Here, the victim, J.T., had close contact with her assailant for an extended period of time and was able to report on their interactions in detail, so there is good reason to believe that she knows what he looks like. This interaction was much more extensive than what the witness had with the robber in Emanuele. See Emanuele, 51 F.3d at 1127 (stating that the witness had "several minutes" to observe the robber). Furthermore, it would have been difficult for J.T. to provide a positive identification based on the photo array, because the photo was blurry. In contrast, the court in Emanuele did not identify any problems with the defendant's photograph in the array. See id. at 1127, 1129-31. It would be easier for J.T. to recognize her assailant in person than in the fuzzy photograph. Therefore, her inability to identify defendant in the photo array after the incident does not undermine the reliability of a potential in-court identification. The fact that the trial will be about one year after the incident does not bolster the reliability of an in-court identification, but it does not destroy it either, since it is routine for the jury to need to weigh the reliability of witnesses' recollections after that length of time. See, e.g., Miller, 795 F.3d at 629 (finding no due process violation in identification 18 months after incident, despite failure to identify defendant during pretrial procedure); Lee, 750 F.3d at 692 (finding identification reliable nine months after the incident, despite failure to identify defendant in pretrial photo array). In sum, if J.T. is able to identify defendant with confidence at trial, that identification will be sufficiently reliable that it should be admitted, so that the jury can evaluate its reliability.

CONCLUSION

For the reasons discussed above, defendant's motion to preclude in-court identification of defendant Charles Morgan is denied.

FootNotes


1. The indictment cites § 2250(c) for commission of a crime of violence while failing to register as a sex offender, but Congress re-designated that section as § 2250(d) as of Feb. 8, 2016.
2. The Court paraphrased its standard in Perry as requiring "improper" law enforcement conduct before a reliability analysis of an out-of-court identification procedure is necessary, 565 U.S. at 245, 132 S.Ct. 716, but it is not clear that the label makes sense for in-court identifications.

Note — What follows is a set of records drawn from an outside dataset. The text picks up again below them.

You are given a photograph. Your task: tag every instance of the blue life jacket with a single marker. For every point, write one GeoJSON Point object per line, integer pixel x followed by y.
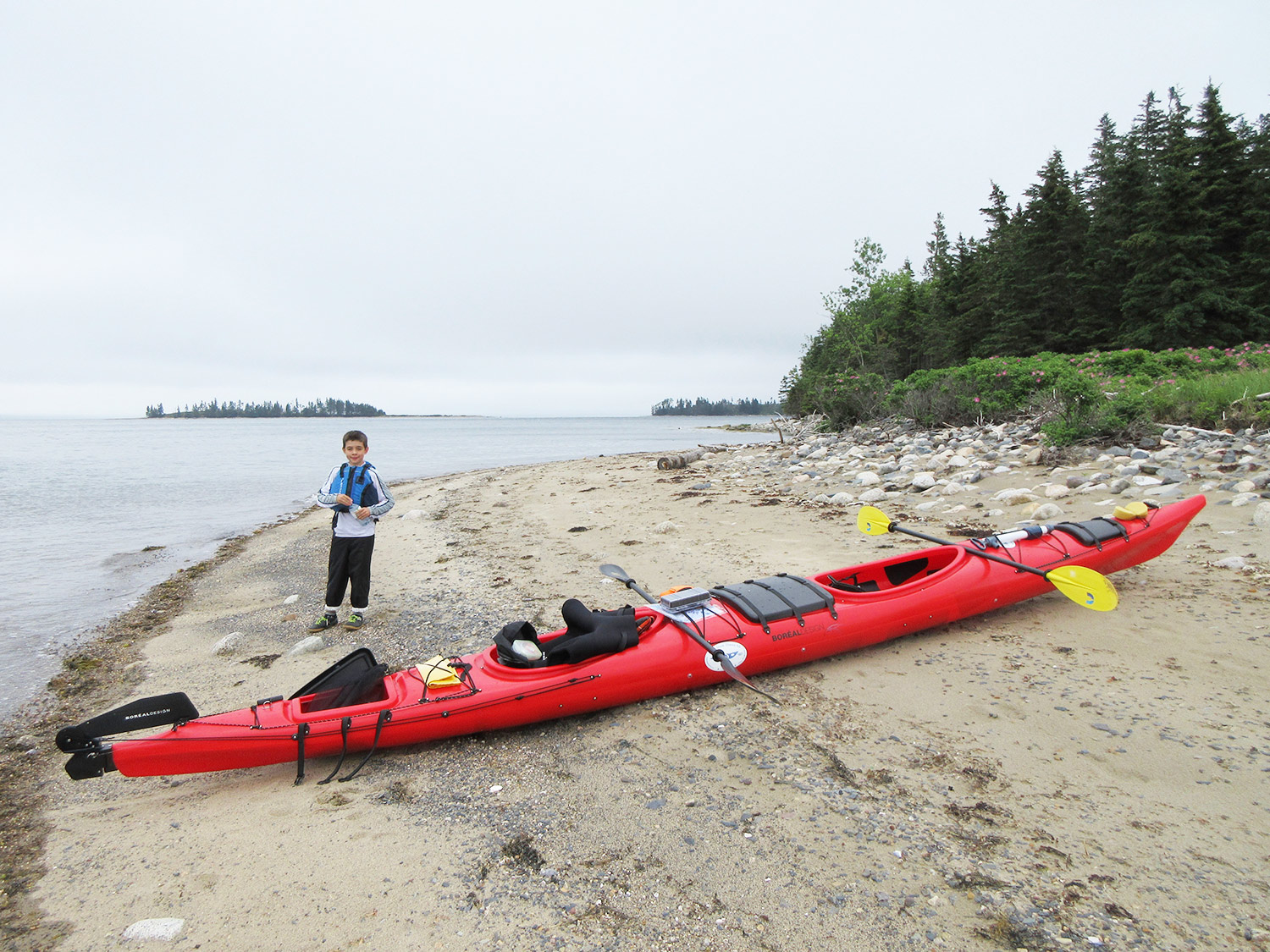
{"type": "Point", "coordinates": [355, 482]}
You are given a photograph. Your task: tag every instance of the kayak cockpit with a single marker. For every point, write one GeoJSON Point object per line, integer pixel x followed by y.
{"type": "Point", "coordinates": [902, 571]}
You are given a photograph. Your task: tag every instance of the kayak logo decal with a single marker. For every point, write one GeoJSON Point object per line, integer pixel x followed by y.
{"type": "Point", "coordinates": [733, 650]}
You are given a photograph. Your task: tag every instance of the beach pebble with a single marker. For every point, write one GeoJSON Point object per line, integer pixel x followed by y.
{"type": "Point", "coordinates": [1015, 497]}
{"type": "Point", "coordinates": [314, 642]}
{"type": "Point", "coordinates": [154, 929]}
{"type": "Point", "coordinates": [230, 644]}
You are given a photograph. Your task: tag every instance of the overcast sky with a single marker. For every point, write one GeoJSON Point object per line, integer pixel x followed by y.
{"type": "Point", "coordinates": [518, 208]}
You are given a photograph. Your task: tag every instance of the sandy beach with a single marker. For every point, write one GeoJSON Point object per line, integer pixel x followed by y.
{"type": "Point", "coordinates": [1041, 777]}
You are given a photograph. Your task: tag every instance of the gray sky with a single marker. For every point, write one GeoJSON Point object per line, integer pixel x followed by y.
{"type": "Point", "coordinates": [518, 208]}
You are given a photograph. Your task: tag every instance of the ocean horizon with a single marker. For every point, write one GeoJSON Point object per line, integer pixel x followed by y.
{"type": "Point", "coordinates": [119, 504]}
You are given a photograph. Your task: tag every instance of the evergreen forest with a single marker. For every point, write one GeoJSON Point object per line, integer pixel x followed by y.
{"type": "Point", "coordinates": [1160, 243]}
{"type": "Point", "coordinates": [236, 408]}
{"type": "Point", "coordinates": [715, 408]}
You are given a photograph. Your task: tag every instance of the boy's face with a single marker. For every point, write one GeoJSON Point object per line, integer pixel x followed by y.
{"type": "Point", "coordinates": [355, 451]}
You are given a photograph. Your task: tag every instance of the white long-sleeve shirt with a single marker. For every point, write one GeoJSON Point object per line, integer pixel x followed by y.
{"type": "Point", "coordinates": [347, 525]}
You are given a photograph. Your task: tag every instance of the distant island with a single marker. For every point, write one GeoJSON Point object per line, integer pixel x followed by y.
{"type": "Point", "coordinates": [716, 408]}
{"type": "Point", "coordinates": [236, 408]}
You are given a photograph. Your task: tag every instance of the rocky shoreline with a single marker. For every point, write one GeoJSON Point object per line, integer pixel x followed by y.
{"type": "Point", "coordinates": [1026, 779]}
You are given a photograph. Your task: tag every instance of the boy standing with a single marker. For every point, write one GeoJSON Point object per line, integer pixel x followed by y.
{"type": "Point", "coordinates": [358, 498]}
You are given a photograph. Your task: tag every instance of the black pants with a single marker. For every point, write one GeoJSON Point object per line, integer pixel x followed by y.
{"type": "Point", "coordinates": [350, 563]}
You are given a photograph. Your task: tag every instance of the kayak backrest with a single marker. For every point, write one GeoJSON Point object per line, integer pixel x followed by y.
{"type": "Point", "coordinates": [1094, 532]}
{"type": "Point", "coordinates": [587, 635]}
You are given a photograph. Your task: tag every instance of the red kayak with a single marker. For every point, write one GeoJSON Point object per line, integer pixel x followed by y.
{"type": "Point", "coordinates": [682, 640]}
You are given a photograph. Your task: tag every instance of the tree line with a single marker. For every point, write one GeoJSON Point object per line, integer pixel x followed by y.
{"type": "Point", "coordinates": [1161, 241]}
{"type": "Point", "coordinates": [715, 408]}
{"type": "Point", "coordinates": [236, 408]}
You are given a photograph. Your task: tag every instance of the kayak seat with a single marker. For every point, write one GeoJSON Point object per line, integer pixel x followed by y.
{"type": "Point", "coordinates": [899, 573]}
{"type": "Point", "coordinates": [775, 598]}
{"type": "Point", "coordinates": [853, 586]}
{"type": "Point", "coordinates": [365, 690]}
{"type": "Point", "coordinates": [587, 635]}
{"type": "Point", "coordinates": [353, 680]}
{"type": "Point", "coordinates": [1094, 532]}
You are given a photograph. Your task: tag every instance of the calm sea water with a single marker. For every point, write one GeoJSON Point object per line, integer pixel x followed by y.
{"type": "Point", "coordinates": [112, 507]}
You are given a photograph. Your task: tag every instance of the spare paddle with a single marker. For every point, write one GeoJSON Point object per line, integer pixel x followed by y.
{"type": "Point", "coordinates": [1082, 586]}
{"type": "Point", "coordinates": [718, 654]}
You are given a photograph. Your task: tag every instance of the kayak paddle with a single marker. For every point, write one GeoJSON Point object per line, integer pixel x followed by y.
{"type": "Point", "coordinates": [1082, 586]}
{"type": "Point", "coordinates": [718, 654]}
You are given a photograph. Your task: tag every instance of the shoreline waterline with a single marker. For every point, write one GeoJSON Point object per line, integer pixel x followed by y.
{"type": "Point", "coordinates": [108, 533]}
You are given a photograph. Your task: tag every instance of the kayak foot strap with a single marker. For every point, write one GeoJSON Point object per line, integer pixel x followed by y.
{"type": "Point", "coordinates": [385, 716]}
{"type": "Point", "coordinates": [343, 733]}
{"type": "Point", "coordinates": [301, 733]}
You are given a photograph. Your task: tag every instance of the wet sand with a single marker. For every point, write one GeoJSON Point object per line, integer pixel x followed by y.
{"type": "Point", "coordinates": [1043, 777]}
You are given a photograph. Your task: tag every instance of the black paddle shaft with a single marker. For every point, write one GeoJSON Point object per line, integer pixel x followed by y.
{"type": "Point", "coordinates": [1011, 563]}
{"type": "Point", "coordinates": [716, 652]}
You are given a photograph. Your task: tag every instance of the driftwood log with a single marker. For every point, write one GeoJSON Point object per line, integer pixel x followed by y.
{"type": "Point", "coordinates": [677, 461]}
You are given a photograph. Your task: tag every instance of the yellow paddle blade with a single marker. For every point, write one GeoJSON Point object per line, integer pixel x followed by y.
{"type": "Point", "coordinates": [437, 672]}
{"type": "Point", "coordinates": [873, 522]}
{"type": "Point", "coordinates": [1130, 510]}
{"type": "Point", "coordinates": [1085, 586]}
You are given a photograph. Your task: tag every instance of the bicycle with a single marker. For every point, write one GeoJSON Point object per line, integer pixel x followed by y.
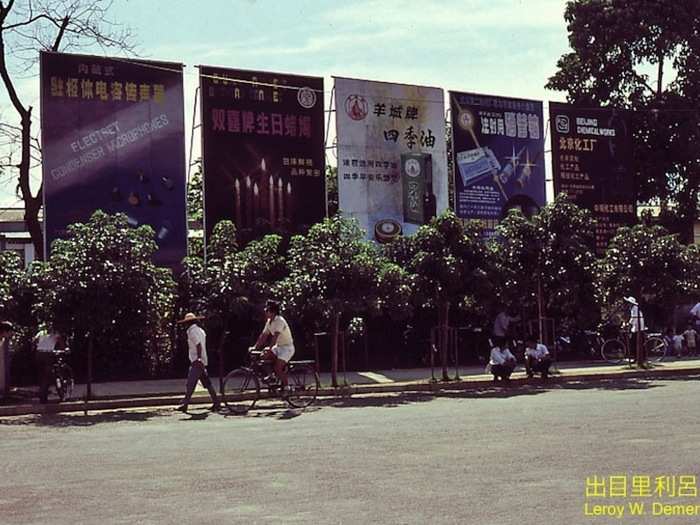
{"type": "Point", "coordinates": [616, 349]}
{"type": "Point", "coordinates": [62, 374]}
{"type": "Point", "coordinates": [241, 387]}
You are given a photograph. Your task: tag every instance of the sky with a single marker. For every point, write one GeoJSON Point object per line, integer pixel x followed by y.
{"type": "Point", "coordinates": [499, 47]}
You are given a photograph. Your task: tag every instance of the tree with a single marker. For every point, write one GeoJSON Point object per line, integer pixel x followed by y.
{"type": "Point", "coordinates": [546, 263]}
{"type": "Point", "coordinates": [614, 43]}
{"type": "Point", "coordinates": [101, 285]}
{"type": "Point", "coordinates": [332, 271]}
{"type": "Point", "coordinates": [650, 264]}
{"type": "Point", "coordinates": [448, 261]}
{"type": "Point", "coordinates": [27, 26]}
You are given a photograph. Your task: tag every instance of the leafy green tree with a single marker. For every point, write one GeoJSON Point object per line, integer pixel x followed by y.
{"type": "Point", "coordinates": [650, 264]}
{"type": "Point", "coordinates": [100, 284]}
{"type": "Point", "coordinates": [618, 47]}
{"type": "Point", "coordinates": [545, 264]}
{"type": "Point", "coordinates": [11, 274]}
{"type": "Point", "coordinates": [332, 272]}
{"type": "Point", "coordinates": [447, 260]}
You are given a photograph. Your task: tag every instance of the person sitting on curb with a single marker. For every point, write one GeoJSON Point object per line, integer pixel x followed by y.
{"type": "Point", "coordinates": [502, 362]}
{"type": "Point", "coordinates": [197, 344]}
{"type": "Point", "coordinates": [536, 358]}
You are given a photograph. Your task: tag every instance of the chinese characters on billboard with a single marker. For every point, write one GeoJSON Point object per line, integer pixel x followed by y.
{"type": "Point", "coordinates": [591, 158]}
{"type": "Point", "coordinates": [391, 155]}
{"type": "Point", "coordinates": [113, 139]}
{"type": "Point", "coordinates": [263, 150]}
{"type": "Point", "coordinates": [498, 156]}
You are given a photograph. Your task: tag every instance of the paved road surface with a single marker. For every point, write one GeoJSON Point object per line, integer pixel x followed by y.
{"type": "Point", "coordinates": [500, 456]}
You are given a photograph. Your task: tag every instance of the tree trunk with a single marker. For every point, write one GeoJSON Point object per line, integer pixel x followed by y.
{"type": "Point", "coordinates": [335, 329]}
{"type": "Point", "coordinates": [443, 326]}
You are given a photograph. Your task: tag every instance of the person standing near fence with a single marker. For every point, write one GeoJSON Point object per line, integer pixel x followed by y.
{"type": "Point", "coordinates": [197, 346]}
{"type": "Point", "coordinates": [46, 341]}
{"type": "Point", "coordinates": [637, 328]}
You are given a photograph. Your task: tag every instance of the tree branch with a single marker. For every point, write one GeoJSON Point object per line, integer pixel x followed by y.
{"type": "Point", "coordinates": [61, 32]}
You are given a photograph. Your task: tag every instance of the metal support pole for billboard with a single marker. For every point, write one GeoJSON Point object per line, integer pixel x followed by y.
{"type": "Point", "coordinates": [432, 351]}
{"type": "Point", "coordinates": [455, 344]}
{"type": "Point", "coordinates": [194, 126]}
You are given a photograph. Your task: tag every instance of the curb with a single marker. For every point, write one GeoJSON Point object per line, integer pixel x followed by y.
{"type": "Point", "coordinates": [473, 383]}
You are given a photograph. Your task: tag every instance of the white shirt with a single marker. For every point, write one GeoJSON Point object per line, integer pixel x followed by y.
{"type": "Point", "coordinates": [46, 342]}
{"type": "Point", "coordinates": [197, 335]}
{"type": "Point", "coordinates": [690, 337]}
{"type": "Point", "coordinates": [278, 325]}
{"type": "Point", "coordinates": [539, 352]}
{"type": "Point", "coordinates": [695, 311]}
{"type": "Point", "coordinates": [498, 356]}
{"type": "Point", "coordinates": [636, 319]}
{"type": "Point", "coordinates": [678, 342]}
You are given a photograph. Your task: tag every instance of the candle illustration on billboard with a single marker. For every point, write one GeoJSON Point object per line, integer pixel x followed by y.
{"type": "Point", "coordinates": [280, 197]}
{"type": "Point", "coordinates": [271, 197]}
{"type": "Point", "coordinates": [248, 201]}
{"type": "Point", "coordinates": [256, 201]}
{"type": "Point", "coordinates": [239, 211]}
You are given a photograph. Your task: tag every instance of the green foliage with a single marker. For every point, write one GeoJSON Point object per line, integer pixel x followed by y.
{"type": "Point", "coordinates": [102, 282]}
{"type": "Point", "coordinates": [448, 261]}
{"type": "Point", "coordinates": [223, 241]}
{"type": "Point", "coordinates": [649, 264]}
{"type": "Point", "coordinates": [552, 251]}
{"type": "Point", "coordinates": [614, 46]}
{"type": "Point", "coordinates": [11, 274]}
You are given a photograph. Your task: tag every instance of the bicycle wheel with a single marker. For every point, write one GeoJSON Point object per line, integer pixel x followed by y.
{"type": "Point", "coordinates": [613, 351]}
{"type": "Point", "coordinates": [64, 383]}
{"type": "Point", "coordinates": [304, 385]}
{"type": "Point", "coordinates": [241, 390]}
{"type": "Point", "coordinates": [655, 348]}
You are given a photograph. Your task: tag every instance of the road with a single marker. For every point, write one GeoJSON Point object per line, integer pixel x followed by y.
{"type": "Point", "coordinates": [518, 455]}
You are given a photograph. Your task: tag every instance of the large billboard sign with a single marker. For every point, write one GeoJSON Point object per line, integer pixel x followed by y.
{"type": "Point", "coordinates": [392, 161]}
{"type": "Point", "coordinates": [263, 150]}
{"type": "Point", "coordinates": [113, 139]}
{"type": "Point", "coordinates": [591, 163]}
{"type": "Point", "coordinates": [498, 156]}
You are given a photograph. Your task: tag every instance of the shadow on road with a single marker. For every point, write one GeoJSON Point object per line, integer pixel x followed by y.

Whereas law enforcement should always strive to minimize the suggestiveness of pretrial identification procedures and thus acts improperly when it fails to do so, it cannot change the fact that in-court identifications are inherently suggestive. Whether asking for an in-court identification is proper, despite its suggestiveness, depends on whether the identification is reliable or merely an attempt to circumvent the due process constraints on one-man showups.